Judge Howell ordered the Justice Department to hand over the material by Oct. 30.
Shortly after the DOJ filed its appeal on Monday, the judge ordered the Judiciary Committee to respond to the department by noon on Tuesday.
In the ruling, Howell wrote that in light of the House’s ongoing impeachment inquiry into President Donald Trump, the Justice Department is “wrong” to assert all grand jury material need be kept secret, noting that several portions of the Mueller Report “are of interest” to the House Judiciary Committee, including the Trump Tower meeting, former Trump campaign chairman Paul Manafort’s sharing of of internal polling data with a Russian business associate, and WikiLeaks’ dissemination in July 2016 of stolen emails from Democratic political organizations and the Clinton campaign.
Howell ruled it was appropriate for the House to consider the grand jury evidence as part of a judicial process such an an impeachment inquiry.
In Monday’s appeal, however, DOJ questioned the relevance of the Mueller grand jury material with the current impeachment inquiry, pointing out that House Speaker Nancy Pelosi has announced that the probe would focus primarily on the whistleblower complaint and issues surrounding the Ukraine affair.
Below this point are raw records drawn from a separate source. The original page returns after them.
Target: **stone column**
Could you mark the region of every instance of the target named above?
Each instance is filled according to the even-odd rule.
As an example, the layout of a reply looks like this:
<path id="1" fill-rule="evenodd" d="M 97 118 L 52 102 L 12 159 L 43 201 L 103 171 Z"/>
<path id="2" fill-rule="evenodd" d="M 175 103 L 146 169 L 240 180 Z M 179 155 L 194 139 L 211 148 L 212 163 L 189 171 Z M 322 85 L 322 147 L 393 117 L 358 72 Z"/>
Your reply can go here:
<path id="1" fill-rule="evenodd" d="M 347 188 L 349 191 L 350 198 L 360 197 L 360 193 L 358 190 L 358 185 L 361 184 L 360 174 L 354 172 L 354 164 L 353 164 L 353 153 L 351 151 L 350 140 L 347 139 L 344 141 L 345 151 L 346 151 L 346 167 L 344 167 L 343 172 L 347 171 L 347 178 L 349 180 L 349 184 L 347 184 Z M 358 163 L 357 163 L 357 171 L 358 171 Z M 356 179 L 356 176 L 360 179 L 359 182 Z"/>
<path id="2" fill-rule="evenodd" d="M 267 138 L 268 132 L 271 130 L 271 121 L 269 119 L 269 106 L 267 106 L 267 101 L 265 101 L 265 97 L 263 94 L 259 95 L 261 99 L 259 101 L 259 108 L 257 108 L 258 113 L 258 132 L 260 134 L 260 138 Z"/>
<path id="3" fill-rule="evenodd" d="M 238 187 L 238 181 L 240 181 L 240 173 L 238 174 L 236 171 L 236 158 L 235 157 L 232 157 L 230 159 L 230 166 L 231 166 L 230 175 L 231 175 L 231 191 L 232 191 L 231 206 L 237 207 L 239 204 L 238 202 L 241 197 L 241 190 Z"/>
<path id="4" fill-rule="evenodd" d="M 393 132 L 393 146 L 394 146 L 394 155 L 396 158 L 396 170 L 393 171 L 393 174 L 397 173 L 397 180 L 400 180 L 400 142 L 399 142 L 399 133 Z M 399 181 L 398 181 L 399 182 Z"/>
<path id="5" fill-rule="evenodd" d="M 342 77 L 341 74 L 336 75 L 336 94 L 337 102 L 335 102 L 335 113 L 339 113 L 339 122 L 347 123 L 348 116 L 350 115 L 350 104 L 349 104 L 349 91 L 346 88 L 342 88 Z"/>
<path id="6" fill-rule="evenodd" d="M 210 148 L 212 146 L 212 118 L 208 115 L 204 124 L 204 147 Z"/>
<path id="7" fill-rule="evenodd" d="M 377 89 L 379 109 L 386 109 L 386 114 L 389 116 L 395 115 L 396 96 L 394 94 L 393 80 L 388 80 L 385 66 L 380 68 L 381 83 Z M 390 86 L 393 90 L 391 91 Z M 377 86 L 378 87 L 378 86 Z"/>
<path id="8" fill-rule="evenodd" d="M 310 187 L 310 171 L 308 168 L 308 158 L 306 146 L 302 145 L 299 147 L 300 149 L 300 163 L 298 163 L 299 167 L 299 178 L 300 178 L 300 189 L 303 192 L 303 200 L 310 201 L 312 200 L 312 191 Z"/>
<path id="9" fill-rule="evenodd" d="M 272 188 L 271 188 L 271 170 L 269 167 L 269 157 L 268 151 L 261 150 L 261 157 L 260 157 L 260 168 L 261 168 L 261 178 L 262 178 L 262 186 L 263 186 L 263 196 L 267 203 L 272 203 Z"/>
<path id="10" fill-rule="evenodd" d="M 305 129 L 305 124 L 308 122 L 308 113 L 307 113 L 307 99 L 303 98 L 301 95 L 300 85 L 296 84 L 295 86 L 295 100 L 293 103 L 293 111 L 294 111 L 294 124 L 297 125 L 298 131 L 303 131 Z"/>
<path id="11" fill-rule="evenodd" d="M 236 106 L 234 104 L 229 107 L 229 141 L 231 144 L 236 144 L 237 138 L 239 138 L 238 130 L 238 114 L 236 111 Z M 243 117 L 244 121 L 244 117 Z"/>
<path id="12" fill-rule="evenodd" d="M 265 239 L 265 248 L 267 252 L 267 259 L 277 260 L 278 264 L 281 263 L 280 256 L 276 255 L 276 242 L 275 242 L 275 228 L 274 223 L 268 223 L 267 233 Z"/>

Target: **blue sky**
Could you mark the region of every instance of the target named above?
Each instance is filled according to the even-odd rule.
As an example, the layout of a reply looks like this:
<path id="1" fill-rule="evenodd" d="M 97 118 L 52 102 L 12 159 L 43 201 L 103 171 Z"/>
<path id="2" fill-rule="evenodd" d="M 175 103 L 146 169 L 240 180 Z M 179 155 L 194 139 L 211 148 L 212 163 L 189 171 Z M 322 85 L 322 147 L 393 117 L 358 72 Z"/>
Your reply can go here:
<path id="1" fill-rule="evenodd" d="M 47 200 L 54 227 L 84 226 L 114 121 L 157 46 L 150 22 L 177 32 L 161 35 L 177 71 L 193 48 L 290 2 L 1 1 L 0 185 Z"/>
“Although the HJC claims that it needs the information promptly because it continues to investigate matters connected to the Mueller Report, there appears little dispute that, for now, that investigation is secondary, and Congressman Schiff and the House Intelligence Committee—not the Judiciary Committee—is the lead committee heading the congressional investigation,” DOJ wrote.
In last week’s ruling, Judge Howell also gave a blessing for House Democrats’ impeachment inquiry, dismissing Republicans’ weeks-long dispute against the legality of Democrats’ impeachment proceedings “at worst, red herrings and, at best, incorrect.”
In Monday’s court document the Justice Department doesn’t appear to directly respond to the judge’s endorsement of the impeachment inquiry as legal and constitutional.